After the distraught man had been dragged away, Omenka now turned to me. “I will let you go home tonight but you must come back tomorrow with everything you have ever written, including your latest piece where you compared General Abacha with Idi Amin. Meanwhile, greet your wife for me.” When I replied that I was not married, he countered: “I know that already. But you have a fiancée who is undergoing her youth service in Ogun State.” Seeing how shocked I was, Omenka pressed his advantage. “I know everything about you. You are a lucky boy because my instruction before I left office yesterday was that my men should arrest and dump you in the underground cell for two months before bringing you to me but when I came this morning and I saw you asleep on the sofa, I had pity on you. But don’t push your luck because, as you must be aware, I stammer and I am already provoked. Since you are a small boy, maybe I can still mend you. And if I cannot, I will make your mother to weep over you.”

It is very instructive that whenever the name of Abacha comes up today, all we remember were the abuse of power and corruption that characterized his period in office. But when you interrogate the era, it was all because the late Head of State allowed the security goons to be out of control. As a former State House Correspondent who also had the rare privilege of later working as a presidential spokesman in the same Villa, I doubt if Abacha sanctioned most of what was going on at the time but his inordinate ambition provided an environment for the security agencies to go rogue. That explains why it should worry Nigerians that we are gradually descending into a police state where the liberties of citizens can no longer be taken for granted, where public officials who are supposed to be neutral in the discharge of their responsibilities are not only partisan but now openly wear the campaign lapel of the incumbent president, a throwback to the Abacha era.

Given the internal contradictions that have led to convulsions within the ruling APC, the orgy of violence in certain theatres across the country and the manner in which institutions of state are now being used to fight personal battles, there are genuine reasons to be apprehensive as democracy loses its meaning when mob passion or crude coercion overwhelms the rule of law and public decency. Yet, if there is any lesson we must learn from the Abacha era, it is that when the security and law enforcement institutions become extensions of the political agenda of the incumbent and the political elite cannot see beyond its narrow interests, the society can never advance or be peaceful.

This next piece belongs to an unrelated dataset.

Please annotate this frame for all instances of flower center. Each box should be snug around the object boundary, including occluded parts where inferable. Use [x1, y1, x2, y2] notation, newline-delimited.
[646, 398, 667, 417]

As we therefore approach the 2019 general election, with the security agencies preoccupied with regime protection, at a time a cult of personality has effectively been built around the president by an uncritical mob while the National Assembly leadership becomes increasingly desperate (also in pursuit of their personal agenda), the answer to the question Abacha posed to our system (before the divine intervention of 8th June 1988) lies in the people not letting down their guards. Eternal vigilance, as the old saying goes, is the price of liberty!